Noten? Natürlich! Dank an die niederländische Künstlerin  Marian Bijlenga (Visual Artist)

Die schwarzen Punkte und die hot blackmusic fanden relativ spät zueinander, vielleicht führen beide deshalb noch heute eine eher lockere Verbindung. Der Grund lag darin, dass die meisten schwarz-afrikanischen Musiker sich ihr Handwerk durch Imitationslernen erarbeitet hatten und sehr gut nach Gehör spielen konnten. Dafür „improvisierten sie und spielten hot, d.h. mit Ausdrucksmitteln, die in der afroamerikanischen Volksmusik  ihren Ursprung hatten. Ihre Musik war im Wesentlichen instrumentaler Blues“  (aus: Sozialgeschichte des Jazz, Ekkehardt Jost, 2001-Verlag,  S. 41). Demgegenüber folgte die musikalische Ausbildung der Kreolen an der europäischen Stilistik, inklusive dem Erlernen der Kunst des Vom-Blatt-Spielens.  Improvisation war nicht vorgesehen. Im Gegenteil: „Auf die illiteraten Brüder und deren  unkultivierte Musik sahen die Kreolen verächtlich herab (ebd. S. 41).
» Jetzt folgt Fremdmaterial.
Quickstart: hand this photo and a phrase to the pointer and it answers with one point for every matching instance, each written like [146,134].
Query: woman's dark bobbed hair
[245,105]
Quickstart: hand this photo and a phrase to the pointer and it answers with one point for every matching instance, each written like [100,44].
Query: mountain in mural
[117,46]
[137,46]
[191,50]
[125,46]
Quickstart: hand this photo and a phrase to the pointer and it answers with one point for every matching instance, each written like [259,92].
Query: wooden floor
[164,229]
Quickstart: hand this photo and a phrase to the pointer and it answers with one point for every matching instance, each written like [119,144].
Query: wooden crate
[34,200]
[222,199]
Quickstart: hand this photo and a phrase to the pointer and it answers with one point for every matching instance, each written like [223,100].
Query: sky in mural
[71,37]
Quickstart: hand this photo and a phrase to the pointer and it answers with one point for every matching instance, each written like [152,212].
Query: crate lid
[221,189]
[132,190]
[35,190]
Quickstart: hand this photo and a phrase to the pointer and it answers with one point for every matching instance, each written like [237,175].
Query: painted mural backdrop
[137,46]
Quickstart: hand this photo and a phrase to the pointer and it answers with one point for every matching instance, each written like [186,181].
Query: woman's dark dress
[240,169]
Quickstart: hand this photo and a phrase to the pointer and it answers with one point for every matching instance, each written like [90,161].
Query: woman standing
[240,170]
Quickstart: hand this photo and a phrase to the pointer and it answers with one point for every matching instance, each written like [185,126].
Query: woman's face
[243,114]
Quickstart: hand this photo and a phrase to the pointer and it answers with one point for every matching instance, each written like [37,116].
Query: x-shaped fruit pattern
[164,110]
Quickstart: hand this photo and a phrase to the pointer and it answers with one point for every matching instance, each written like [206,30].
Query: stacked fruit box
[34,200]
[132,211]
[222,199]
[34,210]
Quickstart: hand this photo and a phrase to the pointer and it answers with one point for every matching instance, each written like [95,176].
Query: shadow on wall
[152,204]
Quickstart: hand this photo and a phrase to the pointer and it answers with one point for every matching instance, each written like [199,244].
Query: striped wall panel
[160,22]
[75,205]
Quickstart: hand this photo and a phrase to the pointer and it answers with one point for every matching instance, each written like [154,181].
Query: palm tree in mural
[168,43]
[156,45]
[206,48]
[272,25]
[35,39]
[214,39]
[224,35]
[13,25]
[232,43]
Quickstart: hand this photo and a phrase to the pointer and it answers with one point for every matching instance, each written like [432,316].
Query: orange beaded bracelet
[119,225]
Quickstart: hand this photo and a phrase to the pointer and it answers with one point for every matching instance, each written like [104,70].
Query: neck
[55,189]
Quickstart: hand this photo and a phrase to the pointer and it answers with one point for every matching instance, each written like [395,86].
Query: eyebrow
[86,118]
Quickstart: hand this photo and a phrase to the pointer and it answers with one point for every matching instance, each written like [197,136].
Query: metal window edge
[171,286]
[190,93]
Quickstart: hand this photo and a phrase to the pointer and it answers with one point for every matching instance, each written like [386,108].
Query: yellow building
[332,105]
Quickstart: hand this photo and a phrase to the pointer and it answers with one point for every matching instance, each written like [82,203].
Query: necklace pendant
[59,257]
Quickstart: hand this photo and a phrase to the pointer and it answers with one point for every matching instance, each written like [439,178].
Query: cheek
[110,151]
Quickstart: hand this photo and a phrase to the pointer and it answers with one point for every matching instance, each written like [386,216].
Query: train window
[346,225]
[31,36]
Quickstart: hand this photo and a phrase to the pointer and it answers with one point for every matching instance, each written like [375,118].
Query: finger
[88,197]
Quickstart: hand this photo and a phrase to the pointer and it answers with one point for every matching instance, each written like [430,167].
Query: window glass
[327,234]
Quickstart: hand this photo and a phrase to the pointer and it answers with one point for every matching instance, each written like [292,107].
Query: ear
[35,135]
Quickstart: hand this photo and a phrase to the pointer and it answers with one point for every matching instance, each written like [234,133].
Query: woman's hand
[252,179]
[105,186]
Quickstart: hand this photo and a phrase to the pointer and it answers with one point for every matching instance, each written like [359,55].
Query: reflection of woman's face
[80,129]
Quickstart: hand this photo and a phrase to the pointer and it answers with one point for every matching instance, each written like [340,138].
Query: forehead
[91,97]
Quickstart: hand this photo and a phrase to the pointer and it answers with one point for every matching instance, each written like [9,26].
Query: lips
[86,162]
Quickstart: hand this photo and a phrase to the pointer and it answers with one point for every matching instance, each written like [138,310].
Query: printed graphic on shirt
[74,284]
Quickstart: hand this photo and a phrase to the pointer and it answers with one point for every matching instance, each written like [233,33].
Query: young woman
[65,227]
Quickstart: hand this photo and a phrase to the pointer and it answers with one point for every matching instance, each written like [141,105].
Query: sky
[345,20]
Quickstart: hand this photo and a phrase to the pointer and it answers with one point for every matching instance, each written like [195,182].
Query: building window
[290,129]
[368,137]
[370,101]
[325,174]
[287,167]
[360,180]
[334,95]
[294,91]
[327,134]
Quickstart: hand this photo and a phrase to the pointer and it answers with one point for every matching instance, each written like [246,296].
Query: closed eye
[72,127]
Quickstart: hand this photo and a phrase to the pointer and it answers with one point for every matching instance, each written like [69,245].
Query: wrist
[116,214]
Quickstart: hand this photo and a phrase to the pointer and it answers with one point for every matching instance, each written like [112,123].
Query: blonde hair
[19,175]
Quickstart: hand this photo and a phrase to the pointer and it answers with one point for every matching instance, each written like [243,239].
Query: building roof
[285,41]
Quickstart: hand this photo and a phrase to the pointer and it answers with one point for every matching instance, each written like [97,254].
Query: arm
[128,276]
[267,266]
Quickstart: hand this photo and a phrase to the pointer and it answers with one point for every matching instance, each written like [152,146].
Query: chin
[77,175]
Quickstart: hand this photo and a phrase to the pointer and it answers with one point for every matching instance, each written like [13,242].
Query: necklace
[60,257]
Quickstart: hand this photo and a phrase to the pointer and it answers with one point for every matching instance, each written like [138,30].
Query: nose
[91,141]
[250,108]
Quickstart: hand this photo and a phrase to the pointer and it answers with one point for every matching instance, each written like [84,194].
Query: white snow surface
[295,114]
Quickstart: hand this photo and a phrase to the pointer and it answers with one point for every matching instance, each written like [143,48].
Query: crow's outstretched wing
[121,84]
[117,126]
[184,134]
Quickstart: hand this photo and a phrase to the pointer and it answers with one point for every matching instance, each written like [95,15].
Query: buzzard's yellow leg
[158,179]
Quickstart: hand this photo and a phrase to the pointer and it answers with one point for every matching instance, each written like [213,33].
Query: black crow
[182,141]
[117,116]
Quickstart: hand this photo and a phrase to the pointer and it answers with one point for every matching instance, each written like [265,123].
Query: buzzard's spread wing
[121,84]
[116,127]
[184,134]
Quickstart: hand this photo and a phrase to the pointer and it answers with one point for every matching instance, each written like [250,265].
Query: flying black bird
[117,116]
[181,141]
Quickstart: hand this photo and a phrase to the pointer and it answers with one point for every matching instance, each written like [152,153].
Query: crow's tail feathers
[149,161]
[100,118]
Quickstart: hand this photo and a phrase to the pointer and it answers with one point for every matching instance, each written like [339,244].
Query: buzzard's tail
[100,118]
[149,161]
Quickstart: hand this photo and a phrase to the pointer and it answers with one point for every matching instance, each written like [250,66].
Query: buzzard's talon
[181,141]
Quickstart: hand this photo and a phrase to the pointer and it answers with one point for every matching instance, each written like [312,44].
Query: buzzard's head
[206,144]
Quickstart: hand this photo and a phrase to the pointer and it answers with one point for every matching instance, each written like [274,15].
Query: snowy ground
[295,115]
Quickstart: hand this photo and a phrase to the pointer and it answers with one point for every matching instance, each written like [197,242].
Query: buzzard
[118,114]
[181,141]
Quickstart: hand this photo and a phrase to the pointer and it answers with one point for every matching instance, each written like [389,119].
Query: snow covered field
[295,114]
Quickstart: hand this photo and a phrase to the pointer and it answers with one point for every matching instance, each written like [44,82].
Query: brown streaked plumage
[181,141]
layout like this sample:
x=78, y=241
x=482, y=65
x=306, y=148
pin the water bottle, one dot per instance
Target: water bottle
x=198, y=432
Rivalität, wohl auch ein gewisser Neid der Notisten auf die besonderen Fähigkeiten der musikalischen Analphabeten schloss das nicht aus: Der 14jährige „Little Louis“ Armstrong erlebte, mit welchen Tricks der Kornettbläser Freddie Keppard seine musikalischen Ideen vor Kopisten zu bewahren suchte: „Wenn er zum Beispiel bei Paraden spielte, fiel er dadurch auf, dass er (typisch für einen Kreolen) seine Hand mit einem Taschentuch umwickelte, damit die anderen Kornettbläser seinen Fingersatz nicht sähen. Ich fand das blöd; aber das war echt Freddie!“ (Louis Armstrong, mein Leben inNew Orleans, Diogenes, 1977,  S.55)
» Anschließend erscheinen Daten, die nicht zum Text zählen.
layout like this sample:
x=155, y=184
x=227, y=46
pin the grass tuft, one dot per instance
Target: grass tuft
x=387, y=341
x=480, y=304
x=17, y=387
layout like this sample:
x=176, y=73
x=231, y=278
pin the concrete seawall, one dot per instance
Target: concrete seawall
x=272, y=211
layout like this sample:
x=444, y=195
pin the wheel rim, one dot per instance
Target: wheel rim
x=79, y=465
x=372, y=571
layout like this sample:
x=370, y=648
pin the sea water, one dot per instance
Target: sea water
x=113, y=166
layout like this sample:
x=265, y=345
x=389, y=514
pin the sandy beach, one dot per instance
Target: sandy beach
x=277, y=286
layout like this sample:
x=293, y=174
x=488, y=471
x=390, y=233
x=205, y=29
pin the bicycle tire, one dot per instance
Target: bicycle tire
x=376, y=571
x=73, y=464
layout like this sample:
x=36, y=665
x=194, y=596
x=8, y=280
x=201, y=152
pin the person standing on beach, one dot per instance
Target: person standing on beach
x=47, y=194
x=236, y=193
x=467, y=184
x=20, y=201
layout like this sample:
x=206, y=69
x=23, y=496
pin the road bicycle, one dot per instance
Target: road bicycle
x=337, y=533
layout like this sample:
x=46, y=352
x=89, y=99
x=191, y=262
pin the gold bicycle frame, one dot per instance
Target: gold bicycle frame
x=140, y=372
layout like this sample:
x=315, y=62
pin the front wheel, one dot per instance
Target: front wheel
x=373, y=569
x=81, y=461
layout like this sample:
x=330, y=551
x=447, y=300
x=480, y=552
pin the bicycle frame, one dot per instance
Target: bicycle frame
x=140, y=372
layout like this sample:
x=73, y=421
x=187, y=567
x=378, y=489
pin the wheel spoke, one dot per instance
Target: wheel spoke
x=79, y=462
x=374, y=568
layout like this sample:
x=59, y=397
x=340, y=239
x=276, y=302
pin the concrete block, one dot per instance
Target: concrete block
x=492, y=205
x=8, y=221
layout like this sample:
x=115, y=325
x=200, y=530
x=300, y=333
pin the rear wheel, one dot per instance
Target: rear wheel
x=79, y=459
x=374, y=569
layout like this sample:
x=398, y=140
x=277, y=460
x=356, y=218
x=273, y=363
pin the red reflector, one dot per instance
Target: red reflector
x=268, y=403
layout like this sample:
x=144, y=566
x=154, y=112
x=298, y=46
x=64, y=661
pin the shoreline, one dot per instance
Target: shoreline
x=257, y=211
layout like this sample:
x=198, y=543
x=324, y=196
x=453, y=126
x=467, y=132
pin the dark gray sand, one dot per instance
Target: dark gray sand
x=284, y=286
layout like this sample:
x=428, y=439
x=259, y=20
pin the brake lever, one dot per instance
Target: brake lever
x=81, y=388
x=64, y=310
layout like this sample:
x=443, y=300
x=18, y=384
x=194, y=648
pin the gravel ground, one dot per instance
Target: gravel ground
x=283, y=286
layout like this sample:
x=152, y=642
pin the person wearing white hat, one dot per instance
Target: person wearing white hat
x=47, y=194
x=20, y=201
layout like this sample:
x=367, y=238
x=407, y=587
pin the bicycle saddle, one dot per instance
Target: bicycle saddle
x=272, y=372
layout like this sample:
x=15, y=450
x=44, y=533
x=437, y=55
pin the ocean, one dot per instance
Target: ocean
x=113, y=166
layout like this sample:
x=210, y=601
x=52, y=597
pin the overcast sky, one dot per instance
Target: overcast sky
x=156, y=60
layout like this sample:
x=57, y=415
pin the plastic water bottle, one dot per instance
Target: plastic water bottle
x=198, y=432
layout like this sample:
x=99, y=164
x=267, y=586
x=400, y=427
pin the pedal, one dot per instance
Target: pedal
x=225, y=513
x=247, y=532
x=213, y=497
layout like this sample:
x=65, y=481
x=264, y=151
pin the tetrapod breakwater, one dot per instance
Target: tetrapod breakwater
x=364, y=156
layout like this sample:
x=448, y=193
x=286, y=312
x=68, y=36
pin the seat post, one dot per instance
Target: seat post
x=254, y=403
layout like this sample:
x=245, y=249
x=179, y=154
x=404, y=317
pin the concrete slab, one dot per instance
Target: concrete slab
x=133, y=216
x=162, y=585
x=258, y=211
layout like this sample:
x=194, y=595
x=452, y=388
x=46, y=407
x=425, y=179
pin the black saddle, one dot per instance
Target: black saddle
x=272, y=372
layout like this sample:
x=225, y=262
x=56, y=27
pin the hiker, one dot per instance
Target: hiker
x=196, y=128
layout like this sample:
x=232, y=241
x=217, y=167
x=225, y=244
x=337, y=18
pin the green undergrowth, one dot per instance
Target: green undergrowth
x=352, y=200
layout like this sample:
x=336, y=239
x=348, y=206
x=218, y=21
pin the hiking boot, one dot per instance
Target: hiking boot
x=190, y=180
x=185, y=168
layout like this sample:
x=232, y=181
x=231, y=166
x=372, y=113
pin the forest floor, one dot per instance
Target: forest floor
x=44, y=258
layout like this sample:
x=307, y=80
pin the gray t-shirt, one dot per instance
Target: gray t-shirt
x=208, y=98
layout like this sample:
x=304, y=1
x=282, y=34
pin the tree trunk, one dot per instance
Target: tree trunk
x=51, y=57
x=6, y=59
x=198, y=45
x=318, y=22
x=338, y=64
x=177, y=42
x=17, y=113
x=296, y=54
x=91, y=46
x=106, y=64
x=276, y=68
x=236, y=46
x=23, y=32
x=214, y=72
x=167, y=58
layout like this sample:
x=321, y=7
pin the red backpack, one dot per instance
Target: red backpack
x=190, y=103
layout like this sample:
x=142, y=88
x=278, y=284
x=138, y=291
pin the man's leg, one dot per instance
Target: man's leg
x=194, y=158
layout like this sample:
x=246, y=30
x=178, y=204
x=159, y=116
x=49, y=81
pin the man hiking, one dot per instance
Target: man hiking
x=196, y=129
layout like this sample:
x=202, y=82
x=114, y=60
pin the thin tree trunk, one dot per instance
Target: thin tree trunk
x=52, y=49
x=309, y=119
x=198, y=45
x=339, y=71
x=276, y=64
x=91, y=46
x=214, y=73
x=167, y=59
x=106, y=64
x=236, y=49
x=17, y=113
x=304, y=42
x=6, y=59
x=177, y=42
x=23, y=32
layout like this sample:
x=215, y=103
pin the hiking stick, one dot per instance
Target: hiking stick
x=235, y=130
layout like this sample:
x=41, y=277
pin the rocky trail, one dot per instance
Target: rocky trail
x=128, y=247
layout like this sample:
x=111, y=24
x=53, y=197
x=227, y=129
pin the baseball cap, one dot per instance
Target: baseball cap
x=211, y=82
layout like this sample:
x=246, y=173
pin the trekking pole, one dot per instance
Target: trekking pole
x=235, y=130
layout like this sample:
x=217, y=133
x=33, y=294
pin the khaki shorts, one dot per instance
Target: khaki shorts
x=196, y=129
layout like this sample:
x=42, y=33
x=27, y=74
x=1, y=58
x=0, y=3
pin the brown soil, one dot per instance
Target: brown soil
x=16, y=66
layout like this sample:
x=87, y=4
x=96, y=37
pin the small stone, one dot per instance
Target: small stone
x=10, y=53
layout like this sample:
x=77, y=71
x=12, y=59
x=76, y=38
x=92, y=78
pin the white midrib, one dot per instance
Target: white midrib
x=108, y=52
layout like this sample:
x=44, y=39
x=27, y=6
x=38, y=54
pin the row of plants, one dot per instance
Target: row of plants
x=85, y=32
Armstrong verfügte über ein exzellentes Gehör. Er brauchte keine Fingersätze zu sehen, um eine musikalische Phrase oder ein bestimmtes ‚Lick‘ zu reproduzieren. Als er sein erstes festes Engagement in der Band von Kid Ory erhält – immerhin als Ersatz für den bekannten Kornettisten Joe Olivier – bewahrt ihn diese Gabe vor Lampenfieber und einem möglichen Versagen: „Da ich Joe immer zugehört hatte, wenn er mit Kid Ory spielte, hatte ich fast alles von ihm behalten. Ich beherrschte mein Instrument schon sehr gut, hatte ein vorzügliches Gehör (ich habe es immer noch) und konnte sehr rasch „folgen“ (ich kann es heute noch).“ (Armstrong, S. 145)
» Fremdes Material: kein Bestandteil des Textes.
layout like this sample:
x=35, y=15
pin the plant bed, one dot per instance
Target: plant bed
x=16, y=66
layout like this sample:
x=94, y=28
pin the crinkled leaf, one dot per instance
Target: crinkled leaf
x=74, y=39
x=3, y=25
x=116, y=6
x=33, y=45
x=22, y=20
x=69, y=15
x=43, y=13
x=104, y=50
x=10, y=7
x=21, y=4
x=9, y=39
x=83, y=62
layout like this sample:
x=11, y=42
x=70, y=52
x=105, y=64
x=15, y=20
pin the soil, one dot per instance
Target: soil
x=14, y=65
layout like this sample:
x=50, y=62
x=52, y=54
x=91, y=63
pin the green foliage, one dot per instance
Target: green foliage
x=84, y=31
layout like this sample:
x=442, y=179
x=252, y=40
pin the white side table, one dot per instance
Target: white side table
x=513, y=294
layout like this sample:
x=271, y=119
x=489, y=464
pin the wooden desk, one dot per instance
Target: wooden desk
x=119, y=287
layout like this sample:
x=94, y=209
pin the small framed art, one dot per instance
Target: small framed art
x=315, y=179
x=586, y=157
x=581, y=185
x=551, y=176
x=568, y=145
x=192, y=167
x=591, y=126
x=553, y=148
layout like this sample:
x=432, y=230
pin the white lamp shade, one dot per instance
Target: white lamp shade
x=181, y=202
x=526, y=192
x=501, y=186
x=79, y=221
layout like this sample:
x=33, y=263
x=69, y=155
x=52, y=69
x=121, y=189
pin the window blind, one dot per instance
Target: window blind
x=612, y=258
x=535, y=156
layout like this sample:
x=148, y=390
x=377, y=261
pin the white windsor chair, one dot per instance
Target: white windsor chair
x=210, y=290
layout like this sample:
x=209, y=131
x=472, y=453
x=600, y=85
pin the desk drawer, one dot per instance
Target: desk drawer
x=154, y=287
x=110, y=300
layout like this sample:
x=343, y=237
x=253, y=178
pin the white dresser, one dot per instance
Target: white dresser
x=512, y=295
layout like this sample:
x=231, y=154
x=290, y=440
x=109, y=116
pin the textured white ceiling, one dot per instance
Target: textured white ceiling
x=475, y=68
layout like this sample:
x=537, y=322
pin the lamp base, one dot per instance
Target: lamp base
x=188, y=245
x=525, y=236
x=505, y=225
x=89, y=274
Dass es zwischen Notisten und Auswendigspielern zu einer Annäherung kam, lag unter anderem an den Brass-Bands, weil hier die sogenannten Routiniers, also erfahrene „ear musicians“  (Wiliam J. Schafer) und notenkundige Musiker zusammenspielten (nach E. Jost, S.45).  Die Brass Bands  in New Orleans waren fest in das gesellschaftliche Leben integriert, sie spielten zu Wohltätigkeitsveranstaltung, Paraden, Gartenparties, Beerdigungen und so fort. Stilistisch gesehen führte die Verschmelzung kreolisch-europäischer und afro-amerikanischer Musikkonzepte zum Jazz, wie wir ihn heute kennen, mit Blue Notes, off beats, Synkopen, Growl- Effekten  usw. aber auch klassischen Kadenzen, Downbeats  – und einem europäischen Notensystem.

Als die Unterhaltungsindustrie erkannte, dass mit Jazzmusik Geld zu verdienen war, begann  der Siegeszug der Notisten, besonders, wenn es um komplizierte Partituren ging, waren sie überlegen. Sie konnten in jeder Formation spielen, wogegen die anderen auf ihre vertrauten Bands festgelegt waren (E. Jost, S. 50).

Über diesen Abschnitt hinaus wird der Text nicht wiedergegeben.